Wenn aber Beer davon spricht, dass seine jetzt vorgelegte Sammlung zeitgenössischer Kunst zur Bibel eine „Begegnung auf Augenhöhe“ ermöglichen soll und will, muss er mit Widerspruch rechnen. Er nimmt diesen Widerspruch vorweg, wenn er davon berichtet, dass ihm Johannes Geccelli, mit dem er später freundschaftlich verbunden war, bei einer ersten Begegnung gebeten hat, seine Bilder nicht zu interpretieren  „Pfarrer sehen da immer nur Bücher und damit die Bibel“ (Johannes Geccelli). Und dass Werner Knaupp ihm geschrieben habe, dass er viele negative Erfahrungen mit der „Institution Kirche gemacht habe“. Von Geccelli und Knaupp gibt es in Beers vorliegender Sammlung keine Bilder, warum auch immer. Beer schreibt weiter, dass sich die Reihe der Beispiele schnell verlängern ließe und dass die andere Seite auch nicht weniger Beispiele hat, „dass Künstler nur provozieren, die Notwendigkeit eines Gottesdienstraumes nicht respektieren usw.“ (Johannes Beer). Beer will die Diskussion nicht unnütz weiter fortsetzen und die Erfahrungen und Vorurteile gegeneinander nicht länger aufrechnen. Stattdessen „versuche ich lieber, neue Erfahrungen zu ermöglichen und Vorurteile zu entkräften. Seit über 20 Jahren mache ich nun Ausstellungen in kirchlichen Räumen und arbeite mit Künstlerinnen und Künstlern zusammen. Wir nehmen uns gegenseitig ernst und respektieren die gegenseitigen Bedingungen. Wir lassen uns beide auf die jeweilige Sprache des anderen ein. Und dann geschieht er eben, der ersehnte Dialog auf Augenhöhe“. Die Frage ist nur, ob der Dialog gelingen kann, wenn der Rahmen und die Bedingungen, die durch die autonomen Systeme und Kunst und Religion für diesen Dialog gesetzt sind, nicht eigens reflektiert werden. Illustrationen bleiben Illustrationen. Sie führen keinen Dialog.
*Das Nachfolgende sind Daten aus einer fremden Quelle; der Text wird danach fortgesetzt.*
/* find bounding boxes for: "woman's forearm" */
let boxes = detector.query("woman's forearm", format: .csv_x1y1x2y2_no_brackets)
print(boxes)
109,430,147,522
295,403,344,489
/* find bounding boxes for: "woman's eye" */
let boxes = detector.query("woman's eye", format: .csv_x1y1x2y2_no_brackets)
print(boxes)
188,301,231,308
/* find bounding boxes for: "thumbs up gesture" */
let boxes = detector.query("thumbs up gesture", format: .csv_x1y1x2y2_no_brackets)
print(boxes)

Die Problematik wird unter anderem an der im ersten Moment scheinbar nebensächlichen Beobachtung deutlich, dass einige der Künstler eigens betonen, dass sie bei ihren Arbeiten keine Bibelstelle anführen können. So schreibt etwa Axel Vater zu seiner Bleistiftzeichnung ‚Quelle und Kreuz im Gebirge‘:  „Eine direkte Bibelstelle führe ich nicht an. Alle meine Arbeiten zu diesem Thema befragen das Kreuz nach seiner möglichen Gültigkeit in der Gegenwart und nach seinen möglichen Aspekten. Dem Kreuz sind hier Quelle und Gebirge zugeordnet. Das Gebirge (mineralisch) steht für den Todesprozess, die Quelle für das Leben. Wasser ist stärker als Stein. Das Kreuz kann hier nicht nur als Heils-, sondern auch als Lebenszeichen verstanden werden“ (Alex Vater). Bernd Zimmer hat seine Zeichnung aus dem Jahr 2011 aus seiner Kosmos-Serie „Tag 1“ betitelt. Der Zeichnung steht das Bibelwort 1  Mose 1, 3 „Und Gott sprach: Es werde Licht! Und es ward Licht“ gegenüber. Man fragt sich, wenn man sechs Seiten vorher die Bemerkung von Axel Vater gelesen hat, ob der Verweis auf 1. Mose 1,3 vom Künstler oder vom Herausgeber des Bandes stammt. Statt auf den biblischen Schöpfungsbericht hätte auch auf den babylonischen Schöpfungsbericht oder andere Schöpfungsmythen verwiesen werden können. Bernd Zimmer ist zwar dem christlichen Kontext eng verbunden, aber er war ein Leben lang in allen Kulturen unterwegs. Der Verweis auf 1.Mose 1,3 ist also einer unter vielen möglichen und ‚Tag 1‘ könnte gut und gerne auch für andere erste Tage stehen.  Wenn schließlich Künstlerinnen wie Sonja Tintelnot ihre Arbeit „Palmarum“ zu Johannes  12,12-15 in Beziehung setzen und dann erklären, wie die Arbeit zu verstehen ist, fragt man sich, ob man als Bibelleser und autonomer Rezipient noch selber sehen und denken oder ob man vorgegebenen Interpretamenten folgen soll. Kurz: Auch eine in der Tradition der Bibelillustrationen stehende Sammlung kommt nicht ohne Antworten auf die Grundfragen der Hermeneutik aus. Schließlich: Wenn man ‚Zeitgenössische Kunst zur Bibel‘ liest, erwartet man autonome Kunst auf der Höhe der Zeit und keine Illustrationen. Die vorliegende Sammlung stellt autonome Kunst und Illustrationen ununterschieden nebeneinander. Auch deshalb bleibt das Vorhaben unbefriedigend.